Cette séance d’essayage est l’occasion pour nous d’éprouver l’organisation ou plutôt la désorganisation géorgienne. Alors que plusieurs personnes sont présentes dans leur équipe, seule l’une d’entre elle semble habilitée à pouvoir nous faire essayer leur matériel tandis qu’une dame âgée antipathique enregistre nos informations. Le matériel de location a déjà bien servi et certaines pièces font peine à voir comme les chaussures proposées à Guillaume qui ressemblent davantage à des chaussures de ski qu’à des chaussures de randonnée. Le prix est exorbitant et la séance traîne en longueur puisqu’après deux heures en leur compagnie, tout le monde n’a pas récupéré son équipement. Tout cela finit par avoir raison de ma bonne humeur. Je partage ma frustration aux autres qui me congédient.
Je rentre au logement avec l’espoir de contacter Naama grâce à la connexion internet du logement mais nous ne parvenons pas à établir le contact. Cela achève complètement mon moral et je suis assailli par une fatigue soudaine. Quand les autres arrivent, je viens juste de m’allonger dans le lit. C’est Philippe, avec qui je partage la chambre qui vient vers moi :
-Ça va Jim ? On va boire un coup avec les autres dans un bar. Tu veux venir ?

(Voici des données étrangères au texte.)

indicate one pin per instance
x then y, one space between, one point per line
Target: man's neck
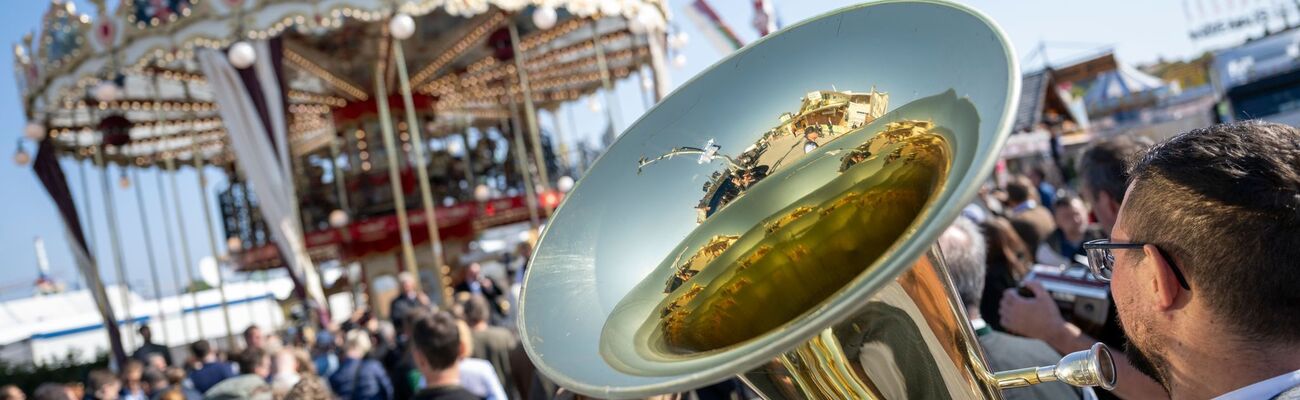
445 377
1209 365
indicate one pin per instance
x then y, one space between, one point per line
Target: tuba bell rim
850 296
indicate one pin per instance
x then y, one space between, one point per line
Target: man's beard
1151 364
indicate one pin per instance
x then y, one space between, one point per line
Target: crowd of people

-Je ne me sens pas très bien, je préfère passer mon tour pour cette fois.
-Ok, pas de problèmes. T’es sûr que ça va ?
-Ouais, c’est juste un coup de fatigue.
Il me salue au moment d’éteindre la lumière de la chambre, me laissant seul pour trouver le sommeil. Mais il ne vient pas. Contrairement aux douleurs aigües qui attaquent soudainement mon estomac. Je devine alors que quelque chose ne passe pas au niveau de mon transit intestinal et je me rue aux toilettes. Ce qui s’y passe là-bas est à l’opposé des panoramas magnifiques et ne vaut pas la peine d’être détaillé ici.
Je multiplie les allers-retours entre mon lit et la cuvette des toilettes en ayant à chaque passage une nouvelle théorie sur la raison de mon mal-être : une tourista provoquée par le repas du midi ? Un virus transmis par Guillaume ou Ludo qui ont souffert d’un mal similaire pendant la première partie de la randonnée ? Ou bien l’ingestion des petits vers noirs que nous avons aperçus dans nos réserves d’eau ?
Une fois complètement vidé, je tombe de fatigue sans avoir trouvé la réponse à ces questionnements.